Do the maths! You get 12 discs, and at this price, it's a bargain!
This boxset includes the 2-Disc Special Edition version of every film, unlike other boxsets who simply include either all single disc version or just one special edition. Even State Fair, an early Rodgers and Hammerstein musical and the only one written for screen, has a 2-disc version, which includes a remake from 1962 (with commentary) and a pilot for a TV adaptation that was never made. I haven't watched those special features, but you also get a featurette documentary, commentary, trailers and more! It's not my favourite film of the set- a bit too quaint for me- but for those who like old-fashioned quaint musicals (Meet Me in St Louis and the like), this is for you!
Carousel is a lovely film, bittersweet throughout. It tells the story of the deceased Billy (Gordon McRae), a carousel barker who comes down from heaven to make amends for the wrongs he has done to his wife (Shirley Jones). Some complained that the direction was too heavy-handed and perhaps those who have seen stage versions might agree, but for those who haven't had a chance to see a stage version, this is a good adaptation. McRae is particularly strong. It is a sad film though, so be prepared for tears! This special edition has a trailer, commentary, some featurettes, TV performances from the era singing some numbers (this is included on all the films except The Sound of Music, which was written after the broadcast), and some deleted songs in audio. You can also listen to the isolated score I think.
The King and I is for the most part set in the interior of the King's palace.

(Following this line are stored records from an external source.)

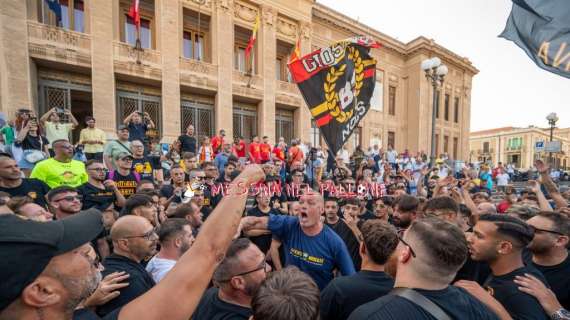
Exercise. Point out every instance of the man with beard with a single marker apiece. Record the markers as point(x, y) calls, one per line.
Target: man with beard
point(550, 254)
point(261, 238)
point(64, 202)
point(344, 294)
point(405, 212)
point(309, 245)
point(99, 192)
point(61, 170)
point(344, 231)
point(428, 256)
point(237, 278)
point(190, 213)
point(47, 269)
point(500, 240)
point(11, 181)
point(175, 238)
point(134, 239)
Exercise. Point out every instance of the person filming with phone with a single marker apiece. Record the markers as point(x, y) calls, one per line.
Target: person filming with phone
point(55, 129)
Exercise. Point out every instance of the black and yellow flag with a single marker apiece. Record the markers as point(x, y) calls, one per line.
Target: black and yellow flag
point(337, 83)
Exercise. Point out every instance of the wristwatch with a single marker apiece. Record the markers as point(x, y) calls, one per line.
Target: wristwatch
point(561, 314)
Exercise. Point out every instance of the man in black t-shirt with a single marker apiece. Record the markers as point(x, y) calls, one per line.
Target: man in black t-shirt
point(125, 178)
point(142, 164)
point(261, 238)
point(339, 226)
point(428, 256)
point(188, 141)
point(550, 254)
point(499, 240)
point(97, 191)
point(237, 278)
point(345, 294)
point(11, 181)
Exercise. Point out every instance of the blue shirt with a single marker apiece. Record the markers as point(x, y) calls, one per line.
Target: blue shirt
point(137, 131)
point(220, 162)
point(317, 255)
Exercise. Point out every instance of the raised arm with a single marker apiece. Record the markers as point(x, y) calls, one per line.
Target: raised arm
point(550, 186)
point(191, 275)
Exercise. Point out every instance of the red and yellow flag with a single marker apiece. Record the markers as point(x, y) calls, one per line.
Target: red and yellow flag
point(251, 41)
point(296, 54)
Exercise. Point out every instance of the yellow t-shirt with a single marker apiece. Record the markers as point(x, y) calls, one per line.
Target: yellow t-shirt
point(55, 173)
point(94, 134)
point(57, 131)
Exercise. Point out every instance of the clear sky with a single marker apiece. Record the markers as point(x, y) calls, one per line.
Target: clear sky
point(510, 90)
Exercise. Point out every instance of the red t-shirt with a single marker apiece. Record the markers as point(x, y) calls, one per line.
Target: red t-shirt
point(239, 150)
point(279, 153)
point(255, 152)
point(216, 143)
point(265, 150)
point(296, 154)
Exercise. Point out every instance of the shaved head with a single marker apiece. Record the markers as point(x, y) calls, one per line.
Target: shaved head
point(128, 226)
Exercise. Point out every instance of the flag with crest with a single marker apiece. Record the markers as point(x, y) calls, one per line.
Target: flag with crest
point(337, 83)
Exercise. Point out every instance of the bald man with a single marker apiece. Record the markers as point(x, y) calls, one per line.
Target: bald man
point(134, 239)
point(309, 244)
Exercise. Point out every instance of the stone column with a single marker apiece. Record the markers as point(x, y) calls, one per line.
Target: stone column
point(222, 55)
point(170, 37)
point(102, 70)
point(267, 41)
point(303, 115)
point(15, 88)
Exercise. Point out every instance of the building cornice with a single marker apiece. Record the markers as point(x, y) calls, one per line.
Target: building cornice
point(338, 20)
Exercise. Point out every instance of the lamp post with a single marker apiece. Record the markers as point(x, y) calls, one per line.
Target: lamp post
point(552, 119)
point(435, 72)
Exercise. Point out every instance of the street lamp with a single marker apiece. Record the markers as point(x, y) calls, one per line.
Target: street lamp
point(552, 119)
point(435, 72)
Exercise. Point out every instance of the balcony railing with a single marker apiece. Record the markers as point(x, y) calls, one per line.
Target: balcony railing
point(57, 44)
point(198, 73)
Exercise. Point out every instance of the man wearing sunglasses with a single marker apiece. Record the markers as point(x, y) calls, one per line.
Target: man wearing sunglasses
point(134, 239)
point(238, 277)
point(99, 192)
point(429, 254)
point(61, 170)
point(64, 202)
point(550, 254)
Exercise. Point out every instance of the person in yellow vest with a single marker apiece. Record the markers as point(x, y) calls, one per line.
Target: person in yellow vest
point(93, 139)
point(61, 170)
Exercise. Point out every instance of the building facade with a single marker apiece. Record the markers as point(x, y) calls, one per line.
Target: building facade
point(192, 69)
point(518, 146)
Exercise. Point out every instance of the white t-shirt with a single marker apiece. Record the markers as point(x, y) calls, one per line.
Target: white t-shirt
point(158, 267)
point(503, 179)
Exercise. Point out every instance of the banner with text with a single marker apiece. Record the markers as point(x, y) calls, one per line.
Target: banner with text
point(337, 83)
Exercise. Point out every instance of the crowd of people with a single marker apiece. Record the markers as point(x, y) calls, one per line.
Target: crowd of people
point(219, 228)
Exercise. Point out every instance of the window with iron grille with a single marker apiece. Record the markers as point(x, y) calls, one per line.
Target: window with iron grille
point(446, 108)
point(245, 121)
point(456, 110)
point(284, 124)
point(129, 102)
point(198, 114)
point(392, 100)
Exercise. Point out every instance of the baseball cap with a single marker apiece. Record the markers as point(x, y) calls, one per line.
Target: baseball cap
point(122, 155)
point(27, 247)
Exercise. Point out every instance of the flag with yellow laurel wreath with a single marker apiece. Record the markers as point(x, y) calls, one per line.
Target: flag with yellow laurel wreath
point(337, 83)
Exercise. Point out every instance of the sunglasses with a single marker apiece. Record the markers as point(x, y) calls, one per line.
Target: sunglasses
point(407, 245)
point(547, 231)
point(262, 266)
point(69, 198)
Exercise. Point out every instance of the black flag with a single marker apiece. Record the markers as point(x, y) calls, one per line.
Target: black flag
point(542, 29)
point(337, 83)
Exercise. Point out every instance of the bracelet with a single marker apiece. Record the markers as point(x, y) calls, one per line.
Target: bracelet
point(561, 314)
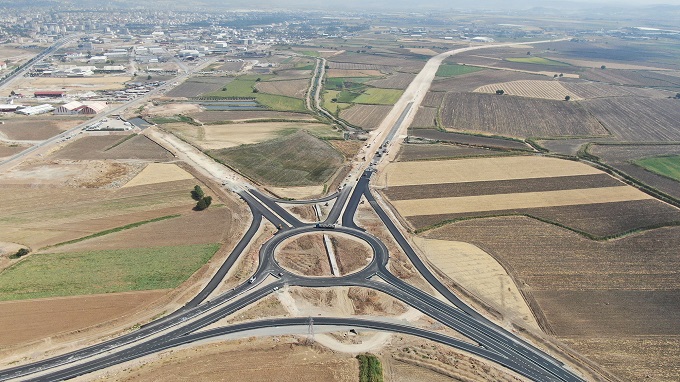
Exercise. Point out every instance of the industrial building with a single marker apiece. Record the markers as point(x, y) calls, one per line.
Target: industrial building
point(75, 107)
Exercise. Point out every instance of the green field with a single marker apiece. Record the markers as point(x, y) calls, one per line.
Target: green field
point(375, 96)
point(298, 159)
point(536, 60)
point(96, 272)
point(242, 87)
point(370, 368)
point(452, 70)
point(665, 166)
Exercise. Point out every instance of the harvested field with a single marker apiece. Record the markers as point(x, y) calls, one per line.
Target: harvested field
point(517, 117)
point(440, 151)
point(633, 78)
point(368, 117)
point(33, 129)
point(425, 117)
point(196, 86)
point(534, 89)
point(598, 220)
point(7, 151)
point(376, 96)
point(485, 169)
point(29, 84)
point(351, 254)
point(597, 90)
point(525, 200)
point(433, 99)
point(215, 137)
point(630, 288)
point(30, 320)
point(501, 187)
point(479, 274)
point(113, 147)
point(97, 272)
point(304, 255)
point(158, 173)
point(284, 358)
point(353, 73)
point(622, 157)
point(470, 82)
point(290, 88)
point(638, 119)
point(298, 159)
point(394, 81)
point(247, 115)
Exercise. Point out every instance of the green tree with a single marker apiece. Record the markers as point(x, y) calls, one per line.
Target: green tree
point(197, 193)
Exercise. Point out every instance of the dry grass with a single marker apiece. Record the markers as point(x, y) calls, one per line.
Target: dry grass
point(465, 204)
point(482, 169)
point(534, 89)
point(30, 320)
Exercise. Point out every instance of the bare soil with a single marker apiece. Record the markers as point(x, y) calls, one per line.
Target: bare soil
point(31, 320)
point(305, 255)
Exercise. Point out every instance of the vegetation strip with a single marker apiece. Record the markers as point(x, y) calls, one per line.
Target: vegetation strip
point(112, 230)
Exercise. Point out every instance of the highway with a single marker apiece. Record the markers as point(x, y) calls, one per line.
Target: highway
point(489, 341)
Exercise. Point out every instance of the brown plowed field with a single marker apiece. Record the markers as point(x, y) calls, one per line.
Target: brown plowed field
point(102, 147)
point(290, 88)
point(35, 129)
point(512, 186)
point(244, 115)
point(367, 117)
point(598, 90)
point(599, 219)
point(394, 81)
point(471, 81)
point(30, 320)
point(251, 359)
point(472, 140)
point(622, 156)
point(426, 117)
point(439, 151)
point(194, 87)
point(638, 119)
point(433, 99)
point(350, 254)
point(633, 78)
point(517, 117)
point(304, 255)
point(588, 289)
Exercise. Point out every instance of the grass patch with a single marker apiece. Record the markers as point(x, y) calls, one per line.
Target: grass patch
point(370, 368)
point(668, 166)
point(96, 272)
point(536, 60)
point(298, 159)
point(452, 70)
point(242, 87)
point(376, 96)
point(117, 229)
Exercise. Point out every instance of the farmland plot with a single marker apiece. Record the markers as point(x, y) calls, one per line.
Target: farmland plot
point(638, 119)
point(196, 86)
point(534, 89)
point(394, 81)
point(368, 117)
point(619, 307)
point(292, 88)
point(517, 117)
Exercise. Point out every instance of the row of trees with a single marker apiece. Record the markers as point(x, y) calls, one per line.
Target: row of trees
point(202, 201)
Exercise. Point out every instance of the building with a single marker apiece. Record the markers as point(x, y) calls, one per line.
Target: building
point(35, 110)
point(50, 94)
point(70, 108)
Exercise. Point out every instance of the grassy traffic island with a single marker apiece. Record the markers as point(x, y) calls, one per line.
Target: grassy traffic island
point(97, 272)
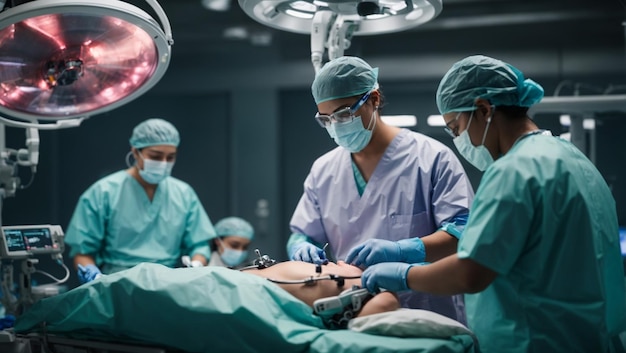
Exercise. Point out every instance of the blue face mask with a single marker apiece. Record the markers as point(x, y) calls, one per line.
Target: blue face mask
point(351, 135)
point(478, 156)
point(154, 172)
point(232, 257)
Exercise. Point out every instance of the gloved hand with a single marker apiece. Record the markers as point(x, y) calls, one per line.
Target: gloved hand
point(307, 252)
point(374, 251)
point(389, 275)
point(88, 273)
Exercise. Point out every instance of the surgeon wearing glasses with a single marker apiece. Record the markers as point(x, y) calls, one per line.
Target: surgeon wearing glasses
point(540, 255)
point(385, 193)
point(141, 214)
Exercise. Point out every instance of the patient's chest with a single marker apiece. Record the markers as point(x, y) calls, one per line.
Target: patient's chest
point(296, 271)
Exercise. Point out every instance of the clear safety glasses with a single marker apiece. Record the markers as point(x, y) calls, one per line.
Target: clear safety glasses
point(343, 115)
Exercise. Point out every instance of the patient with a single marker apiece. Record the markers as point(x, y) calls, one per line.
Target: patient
point(308, 293)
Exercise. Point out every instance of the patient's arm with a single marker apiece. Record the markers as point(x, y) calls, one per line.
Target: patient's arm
point(382, 302)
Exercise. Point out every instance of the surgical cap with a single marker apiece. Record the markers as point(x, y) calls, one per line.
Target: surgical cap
point(154, 132)
point(234, 226)
point(346, 76)
point(480, 76)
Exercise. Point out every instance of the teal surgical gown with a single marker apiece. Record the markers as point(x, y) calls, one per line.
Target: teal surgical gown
point(116, 222)
point(544, 219)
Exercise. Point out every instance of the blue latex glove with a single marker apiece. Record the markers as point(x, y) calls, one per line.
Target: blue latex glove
point(375, 251)
point(389, 275)
point(307, 252)
point(88, 273)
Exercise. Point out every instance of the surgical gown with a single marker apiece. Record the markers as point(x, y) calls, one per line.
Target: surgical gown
point(116, 222)
point(545, 221)
point(417, 187)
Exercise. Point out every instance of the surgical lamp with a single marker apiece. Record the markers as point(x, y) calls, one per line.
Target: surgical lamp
point(62, 61)
point(332, 23)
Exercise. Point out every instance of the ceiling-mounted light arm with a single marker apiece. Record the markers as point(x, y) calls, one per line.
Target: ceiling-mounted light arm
point(59, 124)
point(319, 37)
point(165, 23)
point(339, 38)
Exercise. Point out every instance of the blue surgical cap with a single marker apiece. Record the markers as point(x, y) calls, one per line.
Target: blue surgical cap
point(234, 226)
point(346, 76)
point(154, 132)
point(480, 76)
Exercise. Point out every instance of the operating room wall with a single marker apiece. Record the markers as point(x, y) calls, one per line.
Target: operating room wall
point(73, 159)
point(249, 137)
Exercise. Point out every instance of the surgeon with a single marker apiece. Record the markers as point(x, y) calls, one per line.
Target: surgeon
point(540, 255)
point(141, 214)
point(395, 188)
point(230, 247)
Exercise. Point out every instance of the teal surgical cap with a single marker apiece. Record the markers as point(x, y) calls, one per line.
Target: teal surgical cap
point(234, 226)
point(480, 76)
point(346, 76)
point(154, 132)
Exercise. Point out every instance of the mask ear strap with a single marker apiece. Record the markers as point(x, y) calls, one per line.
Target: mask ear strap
point(488, 123)
point(128, 155)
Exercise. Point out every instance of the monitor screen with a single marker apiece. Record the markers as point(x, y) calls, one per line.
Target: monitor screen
point(28, 239)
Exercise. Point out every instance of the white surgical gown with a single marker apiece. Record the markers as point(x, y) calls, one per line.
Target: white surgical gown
point(545, 221)
point(116, 222)
point(417, 187)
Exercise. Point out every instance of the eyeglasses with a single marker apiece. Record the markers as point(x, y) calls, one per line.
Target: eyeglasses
point(342, 115)
point(453, 132)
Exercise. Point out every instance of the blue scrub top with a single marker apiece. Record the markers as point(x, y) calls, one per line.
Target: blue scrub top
point(544, 219)
point(418, 187)
point(116, 222)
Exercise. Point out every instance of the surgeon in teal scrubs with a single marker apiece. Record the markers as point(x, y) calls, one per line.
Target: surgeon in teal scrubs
point(141, 214)
point(539, 256)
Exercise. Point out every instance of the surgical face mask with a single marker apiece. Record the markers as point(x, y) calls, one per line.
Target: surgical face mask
point(478, 156)
point(154, 172)
point(352, 135)
point(232, 257)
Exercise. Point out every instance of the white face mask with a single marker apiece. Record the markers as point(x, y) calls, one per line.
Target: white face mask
point(478, 156)
point(154, 172)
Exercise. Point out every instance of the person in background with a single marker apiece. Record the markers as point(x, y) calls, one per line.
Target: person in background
point(391, 192)
point(141, 214)
point(230, 247)
point(539, 257)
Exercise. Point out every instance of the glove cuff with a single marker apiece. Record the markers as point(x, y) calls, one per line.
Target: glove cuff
point(412, 250)
point(406, 277)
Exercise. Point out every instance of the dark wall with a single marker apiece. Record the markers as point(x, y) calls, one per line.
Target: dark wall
point(241, 146)
point(72, 159)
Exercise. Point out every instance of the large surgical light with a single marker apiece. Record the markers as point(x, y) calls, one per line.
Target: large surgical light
point(332, 23)
point(64, 59)
point(373, 17)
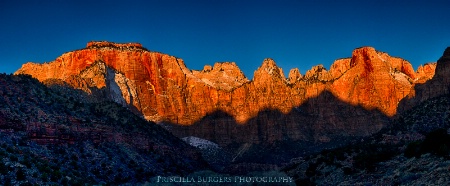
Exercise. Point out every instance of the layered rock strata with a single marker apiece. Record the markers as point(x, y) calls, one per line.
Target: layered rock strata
point(366, 88)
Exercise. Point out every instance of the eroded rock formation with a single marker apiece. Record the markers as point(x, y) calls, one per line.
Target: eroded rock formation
point(352, 98)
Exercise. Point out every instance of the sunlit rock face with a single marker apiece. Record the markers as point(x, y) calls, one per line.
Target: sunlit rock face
point(369, 85)
point(429, 86)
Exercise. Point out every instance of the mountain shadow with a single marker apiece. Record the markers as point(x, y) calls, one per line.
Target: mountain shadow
point(272, 137)
point(53, 136)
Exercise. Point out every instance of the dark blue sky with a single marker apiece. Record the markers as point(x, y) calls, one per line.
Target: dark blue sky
point(294, 33)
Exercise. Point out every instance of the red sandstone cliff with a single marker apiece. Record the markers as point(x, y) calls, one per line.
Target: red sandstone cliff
point(163, 89)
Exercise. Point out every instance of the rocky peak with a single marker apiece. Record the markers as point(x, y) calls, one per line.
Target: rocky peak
point(317, 73)
point(269, 69)
point(224, 75)
point(443, 64)
point(425, 72)
point(107, 44)
point(363, 55)
point(294, 75)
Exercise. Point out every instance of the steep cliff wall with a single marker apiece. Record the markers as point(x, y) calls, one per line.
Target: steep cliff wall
point(352, 98)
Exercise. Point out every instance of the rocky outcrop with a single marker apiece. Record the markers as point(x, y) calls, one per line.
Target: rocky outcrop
point(223, 76)
point(365, 88)
point(436, 86)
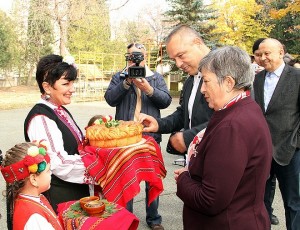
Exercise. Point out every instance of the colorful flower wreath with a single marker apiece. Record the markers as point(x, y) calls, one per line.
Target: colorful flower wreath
point(35, 161)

In the 19th century, Anna (Deborah Kerr), a governess, goes with her small son to work for the many children of the King of Siam (Yul Brynner). Originally Anna and the King experience a culture clash, but slowly they come to an understanding. For me, the songs aren't as strong as Carousel or South Pacific. My favourite songs here are Shall We Dance and Getting To Know You. However, the performances are flawless- Brynner and Kerr are definitive- and you get to see Kerr in some beautiful but ginormous dresses. This special edition has a trailer, some featurettes, commentary, and a TV pilot of a non-singing version (with commentary by one of its stars), plus some deleted songs in audio.
Oklahoma! is one of Rodgers and Hammerstein's first musicals (and the first one to be adapted for screen). This is where we first see the pairing of Gordon McRae and Shirley Jones- here playing Curly, a cowman, and farm girl Laurey, who refuse to admit their feelings for each other. It's also about the transformation from Oklahoma Territory to Oklahoma, the state (the state of Oklahoma has made the title song their national anthem). The stage musical is darker (the 1998 version with Hugh Jackman is more accurate) but this is still an enjoyable version. The songs are catchy- this is a more upbeat musical compared to Carousel, although it does have its degree of danger. Who will Laurey take to the box social- Curly or sinister farmhand Judd? The special features are mainly about the process it was shot in- Todd AO- and you get both the Cinemascope version of the film and the Todd AO version. Personally, I can't tell the difference.
The Sound of Music is so well-known that I need not go into the story. There are plenty of great special features here, and you get a commentary from director Robert Wise, Julie Andrews, and Christopher Plummer (who played Captain Von Trapp)! This is the perfect film for a bank holiday.
South Pacific has probably spawned the most well-known songs. Younger Than Springtime, Bali Hai, There is Nothing Like A Dame, Some Enchanted Evening...all of these have found their way into musical history. South Pacific is set during WW2 on the Pacific Islands. The sailors are missing female company but luckily there's some beautiful girls on Bali Hai. One of them (John Kerr) falls in love with one of the natives (France Nguyan). The other romantic coupling is army nurse Nellie (Mitzi Gaynor) and French plantation owner Emile (Rossano Brazzi), who is many years her senior. The musical is essentially about whether the characters can overcome society's prejudices and the consequences of failure to do so. It's a long musical- you get an Intermission- but for a rarely done musical, it's worth it. The most famous element of this film is probably the colour filters, which look like a bad amateur stage production. The intention of the filmmakers is that it would be just like going to see the stage version. Some complain about the film but I really like it and I've yet to see a better version. The song "Carefully Taught"- a song about how society creates prejudice- was almost cut because it wasn't seen as being right for a musical to tackle such issues. Luckily, it stayed. Instead of cut songs, you get all the songs plus an extra one- My Girl Back Home. This edition has an interesting documentary about the writer of the source material it was based on going to visit the islands where he was stationed and both the theatrical version of the film and the roadshow version (which has an extra fourteen minutes, including the cut chorus of Some Enchanted Evening where Nellie and Emile do the pose on the soundtrack album).
This is just a brilliant collection. All the commentaries have subtitles as well!